As we've seen before with “The Wire,” and has been stated elsewhere, it sometimes takes a few episodes to get a series' feet under itself — that's the beauty of HBO, and I think something many critics forget. It's like they're network execs, and if a show doesn't smash them in the mouth from the first 20 minutes, they're ready to cancel it. Usually, the critics (if not the network execs) come around.

This is a show that has me reading and surfing (yes, even real books on my lunch break at Borders and (duh!) The Web) for history that I normally wouldn't have peeked at. The scene in the second episode where Adams runs into Franklin and Washington and Jefferson in the span of, like, three minutes was like a walk into the American Hall of Fame.

And this week, with Adams and Abigail carriage-riding through the clear-cut forest to an under-construction White House among a field of "underfed slaves" was eerie and excellent at once, like a peek at the partially-built Death Star at the end of the third Star Wars (in a pandering bit to the old-school Star Wars fans at the end of an otherwise regrettable prequel series).

Plus, The Wife says John Adams looks like a Hobbit in the preview for the Final Episode. And I can't take that as a bad thing, either.

Is there any greater sign that I have fully, irreversibly corrupted The Wife when she went on to expand on the Adams-as-Hobbit analogy by describing Peacefield as "Hobbit-land" — by which she meant Hobbiton, and more broadly, America.

"He is a Hobbit, always worrying about Hobbit-land."

Still unanimous  

Sunday, April 13, 2008

Affirmation! Confirmation? Whatever. See New York magazine's anniversary listing of their NYC cultural cannon since 1968, specifically page 2 of the music list. Scroll down to the listing for 1993, and then who dares question the wisdom of the unanimous decision by St. Jimmy and me? Doesn't it sounds just a little bit better to your questioning mind, ye of little faith? I'd say our unanimous decision has one more apparent decider in agreement — so it is still unanimous.

Reality: A bitter pill  

Shit, yeah, people are bitter, and everything is not all rosy, but if you pander enough and lie enough and you get the nomination you think you're entitled to, well it's all good, right? Let's see how well her current line of reasoning plays to the core party voters.

The Wealth of Boomers  

Sunday, April 6, 2008

I'm no economist. But if you make a bad deal as a homeowner, it's too bad on you. If you make a bad deal and you're Bear Stearns, then the Gov't gets to bail you out, even if it did a shitty job itself?

OK, that said, Win Ben Stein's Money column in Sunday's Times about executive pay is interesting. To quote:

In other words, it’s not a pretty picture. It shrieks greed and contempt for shareholders and workers. …

Now we come to a sad fact about modern American life. It was brought up by the Rev. Dr.

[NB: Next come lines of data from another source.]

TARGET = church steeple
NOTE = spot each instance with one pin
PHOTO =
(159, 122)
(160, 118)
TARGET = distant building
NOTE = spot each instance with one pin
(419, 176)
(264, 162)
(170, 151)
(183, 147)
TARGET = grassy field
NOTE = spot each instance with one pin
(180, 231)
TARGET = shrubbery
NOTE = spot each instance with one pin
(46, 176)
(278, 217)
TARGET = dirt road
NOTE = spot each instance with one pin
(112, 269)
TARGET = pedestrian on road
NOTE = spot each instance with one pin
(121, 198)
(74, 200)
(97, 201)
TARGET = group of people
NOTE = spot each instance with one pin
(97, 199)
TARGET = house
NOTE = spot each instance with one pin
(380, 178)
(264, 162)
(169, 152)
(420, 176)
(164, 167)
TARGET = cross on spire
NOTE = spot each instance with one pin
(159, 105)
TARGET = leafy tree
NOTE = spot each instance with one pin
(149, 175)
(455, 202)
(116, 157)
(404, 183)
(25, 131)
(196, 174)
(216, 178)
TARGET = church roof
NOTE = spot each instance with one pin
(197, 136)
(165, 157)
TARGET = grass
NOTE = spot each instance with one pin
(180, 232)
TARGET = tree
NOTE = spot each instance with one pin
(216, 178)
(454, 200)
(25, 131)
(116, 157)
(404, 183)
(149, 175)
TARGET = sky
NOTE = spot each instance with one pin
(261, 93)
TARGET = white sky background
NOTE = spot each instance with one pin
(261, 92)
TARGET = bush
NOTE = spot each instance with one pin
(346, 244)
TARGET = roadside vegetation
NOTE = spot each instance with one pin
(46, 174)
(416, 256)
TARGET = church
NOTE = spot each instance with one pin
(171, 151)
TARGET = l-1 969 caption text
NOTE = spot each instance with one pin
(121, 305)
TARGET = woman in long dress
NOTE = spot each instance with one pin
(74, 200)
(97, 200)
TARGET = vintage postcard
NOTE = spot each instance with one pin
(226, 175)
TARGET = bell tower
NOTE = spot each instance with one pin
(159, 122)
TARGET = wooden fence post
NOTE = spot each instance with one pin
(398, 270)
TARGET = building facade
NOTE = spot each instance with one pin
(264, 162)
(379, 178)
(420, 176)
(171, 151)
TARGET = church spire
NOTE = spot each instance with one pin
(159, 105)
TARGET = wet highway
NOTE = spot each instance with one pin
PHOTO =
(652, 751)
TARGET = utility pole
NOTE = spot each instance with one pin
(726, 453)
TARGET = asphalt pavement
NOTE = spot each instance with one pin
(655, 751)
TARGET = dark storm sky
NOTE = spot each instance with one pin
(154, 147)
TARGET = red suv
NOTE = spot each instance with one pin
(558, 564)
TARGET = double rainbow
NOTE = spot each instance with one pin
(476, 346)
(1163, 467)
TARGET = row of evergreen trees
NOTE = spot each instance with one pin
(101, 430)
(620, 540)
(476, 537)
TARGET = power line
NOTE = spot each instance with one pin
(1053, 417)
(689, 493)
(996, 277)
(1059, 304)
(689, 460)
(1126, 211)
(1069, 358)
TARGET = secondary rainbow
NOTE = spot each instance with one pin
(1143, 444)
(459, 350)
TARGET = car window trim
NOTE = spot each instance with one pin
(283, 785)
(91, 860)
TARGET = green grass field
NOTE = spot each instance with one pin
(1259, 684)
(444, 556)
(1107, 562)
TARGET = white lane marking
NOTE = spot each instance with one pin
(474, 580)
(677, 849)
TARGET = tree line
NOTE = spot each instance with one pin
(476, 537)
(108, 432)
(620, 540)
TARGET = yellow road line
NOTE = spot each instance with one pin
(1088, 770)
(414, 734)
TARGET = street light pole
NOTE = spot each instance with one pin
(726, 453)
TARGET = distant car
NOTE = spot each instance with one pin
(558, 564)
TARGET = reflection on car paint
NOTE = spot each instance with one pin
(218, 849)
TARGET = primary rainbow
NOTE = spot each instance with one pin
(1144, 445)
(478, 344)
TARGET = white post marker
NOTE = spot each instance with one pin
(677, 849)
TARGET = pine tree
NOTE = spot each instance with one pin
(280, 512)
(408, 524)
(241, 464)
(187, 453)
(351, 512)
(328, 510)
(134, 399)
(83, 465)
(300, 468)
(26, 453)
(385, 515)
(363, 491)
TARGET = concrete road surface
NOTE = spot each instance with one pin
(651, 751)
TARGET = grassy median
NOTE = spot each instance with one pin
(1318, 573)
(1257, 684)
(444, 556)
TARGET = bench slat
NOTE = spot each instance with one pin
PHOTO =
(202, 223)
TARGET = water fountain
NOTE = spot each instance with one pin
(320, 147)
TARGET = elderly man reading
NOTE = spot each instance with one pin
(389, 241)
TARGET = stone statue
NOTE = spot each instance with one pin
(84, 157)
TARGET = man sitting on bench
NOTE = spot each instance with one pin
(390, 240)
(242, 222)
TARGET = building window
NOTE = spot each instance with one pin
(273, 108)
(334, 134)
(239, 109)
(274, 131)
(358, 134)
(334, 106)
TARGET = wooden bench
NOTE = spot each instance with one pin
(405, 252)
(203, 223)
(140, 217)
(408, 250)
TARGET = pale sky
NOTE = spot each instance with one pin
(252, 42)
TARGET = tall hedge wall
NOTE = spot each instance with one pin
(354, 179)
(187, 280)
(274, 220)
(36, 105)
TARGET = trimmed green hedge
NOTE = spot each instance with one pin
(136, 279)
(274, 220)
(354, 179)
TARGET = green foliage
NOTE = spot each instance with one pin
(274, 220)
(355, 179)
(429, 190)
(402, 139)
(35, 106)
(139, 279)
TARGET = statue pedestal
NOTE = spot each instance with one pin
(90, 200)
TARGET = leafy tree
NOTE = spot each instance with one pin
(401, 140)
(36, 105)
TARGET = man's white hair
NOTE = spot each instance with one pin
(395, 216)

Martin Luther King Jr., who often said that America, through its technology, has made of itself a neighborhood, but not a brotherhood. It is a lot worse now. The nation has become, to some at the top, far more of a looting opportunity than a family.

I am not sure where this has come from — maybe from media that glamorize wealth and high-end consumption, maybe from poor moral training.
Or maybe it's now that the Baby Boomers, into their 60's and 50's and fully running the country, can set their own level of greed and continue on their course to justify their own ambitions and world view, while socking it to the next generation. Thanks, Greedy Ones!

Ah, the Boomers. Here's a completely unscientific (but revealing, to my mind) example: after a quick search and some math on three Executives cited early in the Sunday Times' story on Big Pay for Big Shots — Lawrence J. Ellison of Oracle, Alan G. Lafley of Procter & Gamble and Lloyd C. Blankfein of Goldman Sachs — reveal ages of roughly 63, 61 and 53, respectively. Those are the prime birth years of the Baby Boomers: 1945 to 1955.